Daily newspaper in Fiji

The Fiji Sun is a predominantly English-language centrist daily newspaper published in Fiji since September 1999 and owned by Sun News Limited. Fiji Sun was founded by and is part of CJ Patel Group.

The Fiji Sun has its main newsroom in Suva, Fiji. Its print center remains in suburban Walu Bay, from where the paper was founded in September 1999.

The Fiji Sun also has an online edition which is updated daily. An e-paper edition is also published.

==Politics==
===Fijian politics===
The Fiji Sun tends to be supportive of Frank Bainimarama's FijiFirst party, which has been confirmed by a journalist for the Fiji Sun in 2014. This has led to many accusations of media bias.
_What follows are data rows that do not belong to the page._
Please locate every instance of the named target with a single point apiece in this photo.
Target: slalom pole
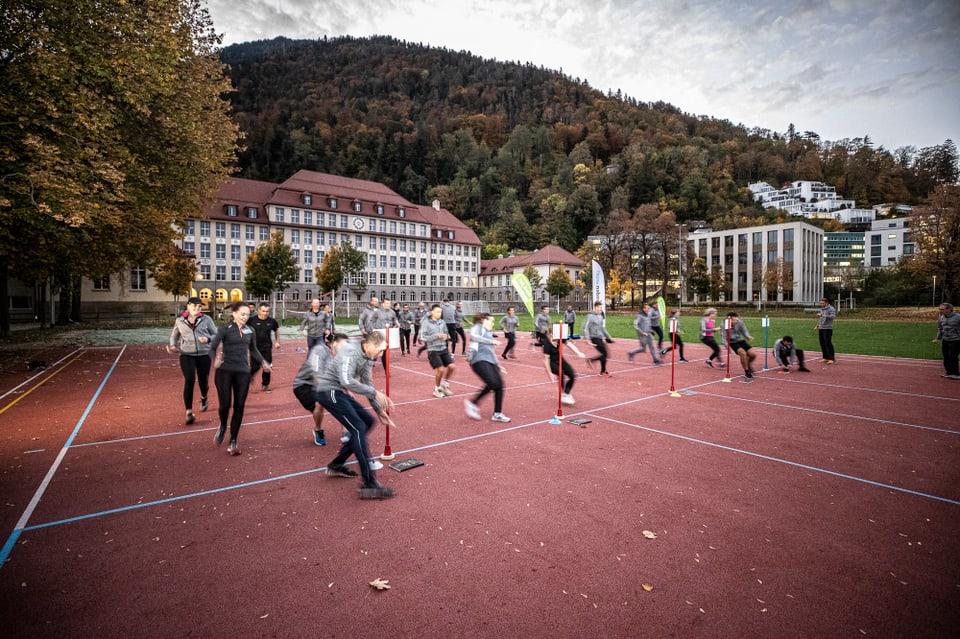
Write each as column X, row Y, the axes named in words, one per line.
column 558, row 417
column 766, row 341
column 673, row 355
column 387, row 451
column 726, row 327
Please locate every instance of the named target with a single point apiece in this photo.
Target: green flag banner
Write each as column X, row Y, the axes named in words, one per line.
column 522, row 286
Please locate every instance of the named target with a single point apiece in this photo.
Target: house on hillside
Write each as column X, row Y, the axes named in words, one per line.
column 496, row 289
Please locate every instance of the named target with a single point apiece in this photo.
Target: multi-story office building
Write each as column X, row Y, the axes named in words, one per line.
column 843, row 249
column 886, row 241
column 414, row 253
column 794, row 251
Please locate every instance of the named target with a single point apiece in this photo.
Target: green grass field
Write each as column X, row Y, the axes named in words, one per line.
column 852, row 333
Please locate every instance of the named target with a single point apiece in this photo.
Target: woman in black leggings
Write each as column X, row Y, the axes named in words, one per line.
column 232, row 364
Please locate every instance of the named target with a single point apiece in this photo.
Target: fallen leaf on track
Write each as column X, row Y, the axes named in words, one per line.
column 380, row 584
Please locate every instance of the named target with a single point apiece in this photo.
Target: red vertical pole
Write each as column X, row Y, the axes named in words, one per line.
column 387, row 452
column 560, row 375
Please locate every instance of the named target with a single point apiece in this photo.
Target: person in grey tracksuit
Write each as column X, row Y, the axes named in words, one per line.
column 594, row 330
column 645, row 334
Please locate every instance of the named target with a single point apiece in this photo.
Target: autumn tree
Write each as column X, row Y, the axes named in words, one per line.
column 339, row 267
column 935, row 229
column 114, row 130
column 559, row 284
column 270, row 268
column 175, row 273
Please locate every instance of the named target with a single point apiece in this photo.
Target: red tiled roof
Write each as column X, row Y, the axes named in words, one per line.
column 549, row 254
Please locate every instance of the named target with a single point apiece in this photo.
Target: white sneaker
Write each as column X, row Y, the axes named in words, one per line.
column 472, row 411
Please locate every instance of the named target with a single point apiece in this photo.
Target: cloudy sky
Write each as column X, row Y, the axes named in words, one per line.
column 841, row 68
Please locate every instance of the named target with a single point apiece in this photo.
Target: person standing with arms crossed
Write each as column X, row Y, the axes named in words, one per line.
column 238, row 348
column 263, row 325
column 824, row 328
column 541, row 325
column 418, row 316
column 191, row 336
column 948, row 334
column 441, row 360
column 509, row 323
column 406, row 321
column 596, row 332
column 313, row 324
column 676, row 339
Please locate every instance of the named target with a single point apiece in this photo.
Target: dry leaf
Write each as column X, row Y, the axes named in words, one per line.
column 380, row 584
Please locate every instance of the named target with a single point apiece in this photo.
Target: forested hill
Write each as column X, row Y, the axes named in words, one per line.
column 524, row 154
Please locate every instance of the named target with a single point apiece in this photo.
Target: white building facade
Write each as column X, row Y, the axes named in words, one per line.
column 794, row 250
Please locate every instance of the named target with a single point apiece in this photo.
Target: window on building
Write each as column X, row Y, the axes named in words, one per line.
column 138, row 279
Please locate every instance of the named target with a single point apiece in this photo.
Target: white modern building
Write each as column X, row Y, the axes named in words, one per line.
column 887, row 241
column 793, row 250
column 806, row 198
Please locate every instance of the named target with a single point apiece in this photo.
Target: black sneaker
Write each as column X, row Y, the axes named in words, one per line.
column 377, row 491
column 340, row 471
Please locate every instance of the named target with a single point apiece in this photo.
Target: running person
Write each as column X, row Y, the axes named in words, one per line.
column 738, row 339
column 708, row 327
column 484, row 364
column 238, row 347
column 596, row 332
column 433, row 334
column 349, row 372
column 509, row 323
column 305, row 383
column 263, row 325
column 191, row 336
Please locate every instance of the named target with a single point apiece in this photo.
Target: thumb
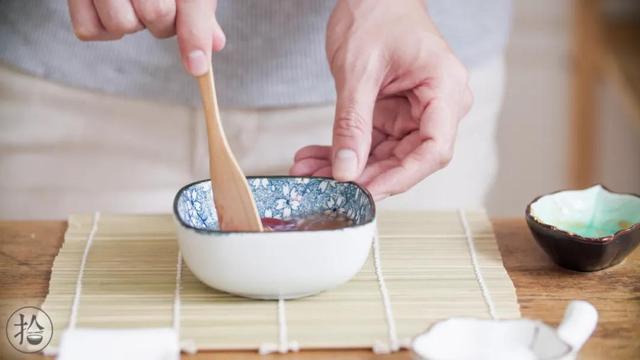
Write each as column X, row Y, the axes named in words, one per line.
column 198, row 34
column 352, row 126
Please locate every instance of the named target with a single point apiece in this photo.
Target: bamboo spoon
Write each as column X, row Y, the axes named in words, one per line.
column 233, row 200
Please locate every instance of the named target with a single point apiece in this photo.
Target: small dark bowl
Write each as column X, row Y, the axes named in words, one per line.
column 586, row 230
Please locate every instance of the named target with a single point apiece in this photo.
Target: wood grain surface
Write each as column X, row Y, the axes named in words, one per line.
column 28, row 248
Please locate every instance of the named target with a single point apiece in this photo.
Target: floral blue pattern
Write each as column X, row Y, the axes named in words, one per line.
column 280, row 198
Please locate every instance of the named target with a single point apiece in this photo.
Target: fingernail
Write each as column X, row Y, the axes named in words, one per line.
column 345, row 165
column 198, row 63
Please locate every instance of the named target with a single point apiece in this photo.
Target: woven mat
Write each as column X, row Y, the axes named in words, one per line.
column 430, row 266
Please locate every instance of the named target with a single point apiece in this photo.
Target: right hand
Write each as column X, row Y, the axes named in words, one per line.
column 193, row 21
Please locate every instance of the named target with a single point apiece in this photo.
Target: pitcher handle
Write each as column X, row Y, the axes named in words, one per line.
column 579, row 321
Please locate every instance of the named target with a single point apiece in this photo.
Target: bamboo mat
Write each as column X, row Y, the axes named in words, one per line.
column 430, row 266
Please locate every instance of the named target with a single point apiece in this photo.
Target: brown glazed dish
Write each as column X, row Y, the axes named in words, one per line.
column 588, row 253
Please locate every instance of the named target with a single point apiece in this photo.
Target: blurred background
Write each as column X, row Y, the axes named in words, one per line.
column 570, row 116
column 571, row 113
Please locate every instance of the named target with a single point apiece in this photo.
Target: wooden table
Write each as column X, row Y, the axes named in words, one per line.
column 28, row 248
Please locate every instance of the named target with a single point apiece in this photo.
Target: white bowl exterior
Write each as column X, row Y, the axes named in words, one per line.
column 273, row 265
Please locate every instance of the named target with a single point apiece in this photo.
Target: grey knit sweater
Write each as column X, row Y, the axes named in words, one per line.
column 274, row 55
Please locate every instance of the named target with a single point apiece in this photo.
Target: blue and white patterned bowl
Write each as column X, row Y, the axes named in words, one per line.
column 271, row 265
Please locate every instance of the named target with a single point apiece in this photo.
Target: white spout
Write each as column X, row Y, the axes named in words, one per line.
column 579, row 321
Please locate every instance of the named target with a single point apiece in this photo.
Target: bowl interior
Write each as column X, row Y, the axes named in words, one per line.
column 594, row 212
column 280, row 197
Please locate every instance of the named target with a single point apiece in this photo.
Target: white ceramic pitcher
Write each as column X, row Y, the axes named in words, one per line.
column 467, row 338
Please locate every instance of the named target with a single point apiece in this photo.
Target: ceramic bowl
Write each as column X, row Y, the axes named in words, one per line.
column 586, row 230
column 286, row 264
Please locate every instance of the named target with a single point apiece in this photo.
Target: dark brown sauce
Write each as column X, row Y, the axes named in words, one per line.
column 312, row 222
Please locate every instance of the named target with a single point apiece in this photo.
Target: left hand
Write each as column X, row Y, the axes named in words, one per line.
column 400, row 95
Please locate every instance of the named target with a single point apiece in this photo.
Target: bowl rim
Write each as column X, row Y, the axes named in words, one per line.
column 208, row 231
column 577, row 237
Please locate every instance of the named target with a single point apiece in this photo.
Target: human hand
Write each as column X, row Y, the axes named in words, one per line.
column 400, row 95
column 192, row 20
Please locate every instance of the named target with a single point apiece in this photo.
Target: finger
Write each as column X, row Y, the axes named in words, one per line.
column 308, row 166
column 313, row 151
column 118, row 16
column 407, row 173
column 196, row 28
column 393, row 115
column 324, row 172
column 86, row 23
column 374, row 170
column 356, row 95
column 438, row 127
column 159, row 16
column 384, row 150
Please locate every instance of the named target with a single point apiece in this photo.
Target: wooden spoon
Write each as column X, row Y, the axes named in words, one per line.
column 233, row 200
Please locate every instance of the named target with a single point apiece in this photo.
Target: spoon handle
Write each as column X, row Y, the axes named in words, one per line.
column 234, row 202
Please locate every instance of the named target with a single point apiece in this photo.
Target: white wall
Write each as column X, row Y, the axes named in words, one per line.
column 534, row 134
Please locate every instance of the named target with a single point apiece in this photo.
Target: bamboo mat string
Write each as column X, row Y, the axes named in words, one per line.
column 476, row 268
column 283, row 346
column 73, row 319
column 379, row 347
column 186, row 345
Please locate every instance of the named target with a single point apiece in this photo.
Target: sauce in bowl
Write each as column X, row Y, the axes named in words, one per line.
column 312, row 222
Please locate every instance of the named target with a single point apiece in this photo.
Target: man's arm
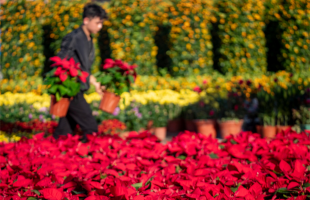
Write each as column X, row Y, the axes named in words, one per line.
column 99, row 88
column 67, row 47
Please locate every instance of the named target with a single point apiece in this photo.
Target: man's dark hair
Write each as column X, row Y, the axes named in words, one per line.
column 92, row 10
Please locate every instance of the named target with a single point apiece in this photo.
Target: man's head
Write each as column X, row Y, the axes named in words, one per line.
column 93, row 17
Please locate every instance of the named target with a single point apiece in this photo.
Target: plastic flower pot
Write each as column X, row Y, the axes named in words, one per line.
column 305, row 127
column 230, row 127
column 175, row 125
column 109, row 102
column 59, row 108
column 206, row 127
column 160, row 133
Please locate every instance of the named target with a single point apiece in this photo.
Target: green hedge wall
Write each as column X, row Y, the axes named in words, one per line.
column 177, row 37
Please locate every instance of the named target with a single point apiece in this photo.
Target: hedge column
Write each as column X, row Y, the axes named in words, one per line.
column 21, row 38
column 242, row 38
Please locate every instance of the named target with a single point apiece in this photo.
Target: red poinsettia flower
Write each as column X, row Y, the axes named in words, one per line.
column 108, row 63
column 84, row 76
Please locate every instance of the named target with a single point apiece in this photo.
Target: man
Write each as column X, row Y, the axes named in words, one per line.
column 79, row 45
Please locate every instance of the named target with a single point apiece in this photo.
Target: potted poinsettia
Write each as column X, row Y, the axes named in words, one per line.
column 117, row 77
column 63, row 83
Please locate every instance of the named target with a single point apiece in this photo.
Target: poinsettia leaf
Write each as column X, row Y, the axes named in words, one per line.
column 137, row 185
column 234, row 189
column 53, row 89
column 63, row 90
column 306, row 185
column 282, row 190
column 36, row 191
column 103, row 176
column 131, row 79
column 58, row 97
column 182, row 157
column 213, row 156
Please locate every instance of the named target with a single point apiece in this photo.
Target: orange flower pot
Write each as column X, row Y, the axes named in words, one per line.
column 206, row 127
column 160, row 133
column 109, row 102
column 59, row 108
column 230, row 127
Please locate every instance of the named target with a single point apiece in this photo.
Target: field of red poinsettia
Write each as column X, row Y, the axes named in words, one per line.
column 191, row 166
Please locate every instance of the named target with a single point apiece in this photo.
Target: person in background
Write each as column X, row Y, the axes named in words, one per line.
column 79, row 45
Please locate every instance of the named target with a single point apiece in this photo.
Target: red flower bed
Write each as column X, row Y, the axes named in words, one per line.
column 191, row 166
column 110, row 126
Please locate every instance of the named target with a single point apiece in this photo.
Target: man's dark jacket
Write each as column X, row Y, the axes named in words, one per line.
column 76, row 45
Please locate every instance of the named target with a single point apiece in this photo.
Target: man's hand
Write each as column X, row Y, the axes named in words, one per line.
column 98, row 87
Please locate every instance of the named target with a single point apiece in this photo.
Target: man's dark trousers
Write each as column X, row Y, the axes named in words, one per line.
column 79, row 112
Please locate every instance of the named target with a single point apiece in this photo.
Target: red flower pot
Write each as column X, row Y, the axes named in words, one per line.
column 206, row 127
column 109, row 102
column 230, row 127
column 59, row 108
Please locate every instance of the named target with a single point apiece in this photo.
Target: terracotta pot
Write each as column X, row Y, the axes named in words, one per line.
column 206, row 127
column 230, row 127
column 109, row 102
column 175, row 125
column 160, row 133
column 59, row 108
column 190, row 125
column 282, row 128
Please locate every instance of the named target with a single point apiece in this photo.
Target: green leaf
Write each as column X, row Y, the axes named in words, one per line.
column 213, row 156
column 53, row 89
column 105, row 80
column 137, row 185
column 36, row 191
column 306, row 185
column 182, row 157
column 63, row 90
column 233, row 142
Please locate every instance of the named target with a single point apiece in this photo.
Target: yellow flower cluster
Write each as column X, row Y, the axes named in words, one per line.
column 21, row 41
column 191, row 47
column 241, row 33
column 295, row 21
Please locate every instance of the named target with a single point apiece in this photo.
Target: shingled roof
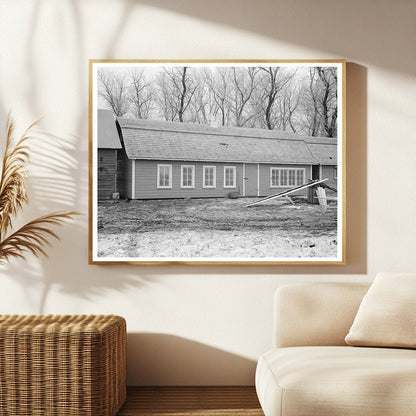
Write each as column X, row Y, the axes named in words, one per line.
column 107, row 135
column 163, row 140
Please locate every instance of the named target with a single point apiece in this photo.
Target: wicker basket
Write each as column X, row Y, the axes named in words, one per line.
column 72, row 365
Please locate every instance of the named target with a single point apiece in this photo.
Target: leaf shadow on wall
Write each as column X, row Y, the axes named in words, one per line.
column 53, row 187
column 164, row 359
column 337, row 28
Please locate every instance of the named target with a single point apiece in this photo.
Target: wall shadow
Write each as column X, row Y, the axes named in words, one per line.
column 337, row 28
column 169, row 360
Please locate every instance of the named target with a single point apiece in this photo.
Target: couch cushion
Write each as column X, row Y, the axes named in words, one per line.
column 341, row 381
column 387, row 314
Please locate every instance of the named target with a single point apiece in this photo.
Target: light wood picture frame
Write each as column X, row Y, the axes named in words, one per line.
column 217, row 162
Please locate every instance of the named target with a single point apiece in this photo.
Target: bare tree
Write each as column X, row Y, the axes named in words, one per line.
column 272, row 102
column 113, row 87
column 288, row 105
column 319, row 103
column 140, row 95
column 218, row 85
column 328, row 100
column 176, row 89
column 243, row 85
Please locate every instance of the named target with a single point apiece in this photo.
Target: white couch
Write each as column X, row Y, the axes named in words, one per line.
column 311, row 371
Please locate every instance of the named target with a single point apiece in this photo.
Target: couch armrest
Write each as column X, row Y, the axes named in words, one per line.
column 315, row 313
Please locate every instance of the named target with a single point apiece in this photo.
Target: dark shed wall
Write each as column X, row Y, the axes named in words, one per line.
column 146, row 180
column 106, row 173
column 124, row 175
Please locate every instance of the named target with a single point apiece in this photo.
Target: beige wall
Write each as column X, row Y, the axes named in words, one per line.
column 204, row 325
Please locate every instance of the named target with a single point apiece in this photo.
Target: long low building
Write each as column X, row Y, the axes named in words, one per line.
column 161, row 159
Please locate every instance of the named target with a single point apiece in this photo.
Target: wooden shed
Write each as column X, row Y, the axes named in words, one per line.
column 108, row 142
column 181, row 160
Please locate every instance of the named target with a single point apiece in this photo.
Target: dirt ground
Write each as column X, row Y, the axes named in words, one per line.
column 216, row 229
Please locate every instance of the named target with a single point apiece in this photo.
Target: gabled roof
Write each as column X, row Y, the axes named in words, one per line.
column 163, row 140
column 107, row 134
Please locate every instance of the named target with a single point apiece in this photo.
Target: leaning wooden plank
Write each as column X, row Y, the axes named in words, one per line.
column 321, row 194
column 288, row 192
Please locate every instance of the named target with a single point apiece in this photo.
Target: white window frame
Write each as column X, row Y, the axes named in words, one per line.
column 279, row 185
column 234, row 169
column 193, row 177
column 159, row 186
column 214, row 176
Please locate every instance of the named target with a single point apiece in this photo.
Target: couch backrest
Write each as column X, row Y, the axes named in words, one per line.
column 315, row 313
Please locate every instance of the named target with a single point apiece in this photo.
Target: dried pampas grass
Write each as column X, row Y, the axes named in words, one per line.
column 34, row 236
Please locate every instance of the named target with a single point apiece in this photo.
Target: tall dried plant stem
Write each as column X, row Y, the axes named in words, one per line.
column 34, row 236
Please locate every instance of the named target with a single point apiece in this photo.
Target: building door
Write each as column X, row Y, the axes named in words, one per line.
column 250, row 179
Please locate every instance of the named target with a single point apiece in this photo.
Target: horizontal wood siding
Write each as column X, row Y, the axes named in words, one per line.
column 106, row 173
column 124, row 175
column 329, row 172
column 146, row 180
column 266, row 189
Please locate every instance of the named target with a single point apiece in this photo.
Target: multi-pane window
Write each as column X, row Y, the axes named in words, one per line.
column 164, row 176
column 286, row 177
column 229, row 176
column 209, row 177
column 188, row 176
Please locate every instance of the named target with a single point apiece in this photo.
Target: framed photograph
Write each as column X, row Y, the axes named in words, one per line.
column 217, row 162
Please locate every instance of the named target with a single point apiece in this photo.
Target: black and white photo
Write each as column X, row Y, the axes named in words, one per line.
column 217, row 162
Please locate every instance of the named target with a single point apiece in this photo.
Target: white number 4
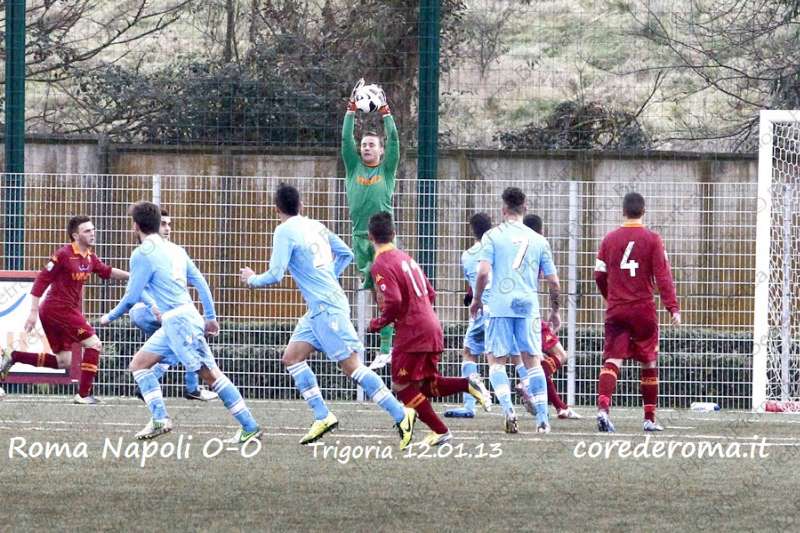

During the lead-ups to the 2014 and 2018 general elections, the Fiji Sun was the main provider of opinion polls for these elections, which were conducted for the newspaper by Razor Research in 2014 and Western Force Research in 2018. In the lead-up to the 2022 election, the Fiji Sun released very few opinion polls compared to in 2014 and 2018 due to restrictions adopted by the government. In 2022, one poll conducted for the Fiji Sun by Western Force Research (which showed that FijiFirst would lose the election) was found to have breached the set guidelines.

===Foreign politics===
Due to Australia's sanctions against Fiji enforced by the Labor governments of Kevin Rudd and Julia Gillard following the 2006 coup d'état, the Fiji Sun was critical of the federal Labor government and was somewhat supportive of Tony Abbott and the Liberal-National Coalition opposition. The Fiji Sun endorsed Abbott at the 2010 and 2013 federal elections. This was primarily due to Abbott's commitment to normalising relations between the two countries, which prompted Prime Minister Frank Bainimarama to personally endorse Abbott on both occasions. After Abbott's landslide victory in 2013 and the return of democratic elections in Fiji in 2014, relations were normalised.

For a similar reason to the Australia, the Fiji Sun was also critical of the New Zealand National Party government, led by John Key, though it also did not support the Labour opposition. However, the Fiji Suns position changed to be more positive when Key's government normalised relations between the two countries in 2014.

During the lead-up to the 2016 United States presidential election, the Fiji Sun was somewhat supportive of incumbent Democratic President Barack Obama and Democratic nominee Hillary Clinton and somewhat critical of Republican nominee (and the election's eventual winner) Donald Trump. The Fiji Sun endorsed Clinton for the election.